Advances in nano-drug delivery systems for metallic compounds in cancer therapy: challenges and future perspectives

Abstract

Metallic compounds have shown great promise as anticancer treatments because of their varied mechanisms of action, decreased side effects, and ability to overcome drug resistance. The search for alternative metal-based therapies has been driven by the severe toxicity, drug resistance, and poor selectivity of platinum-based complexes like cisplatin, carboplatin, and oxaliplatin, despite their notable clinical effectiveness. Their clinical translation is made difficult by issues such as off-target toxicity, low absorption, and poor solubility. These findings highlight the potential of nanomedicine to enhance therapeutic efficacy and patient compliance. Similarly, a range of nanocarriers have been investigated for the precise and targeted administration of metallic medications, including polymeric NPs, inorganic materials, and lipid-based, peptide-based, and carbon-based systems.
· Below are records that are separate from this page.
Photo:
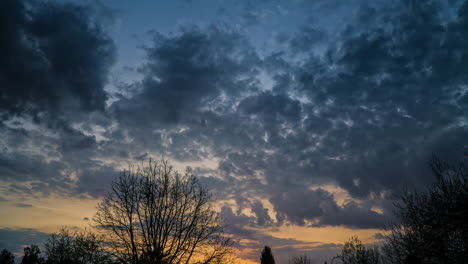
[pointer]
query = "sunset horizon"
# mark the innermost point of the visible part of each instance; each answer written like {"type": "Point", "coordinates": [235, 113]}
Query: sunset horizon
{"type": "Point", "coordinates": [311, 125]}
These nanocarriers offer several advantages such as enhanced solubility, stability, cellular uptake and biocompatibility while reducing systemic toxicity and ensuring controlled and precise drug release of the metal complexes. This review article emphasizes on the impact of nanomaterials on the delivery of metallic anticancer drugs across various types of cancer. It discusses the key nanocarriers employed for targeted delivery of metal complexes, their effects on malignant cells, existing challenges, and future opportunities for optimizing metallic cancer therapies. Finally, we propose strategies to enhance the efficacy and safety of these nano-based metallic therapies.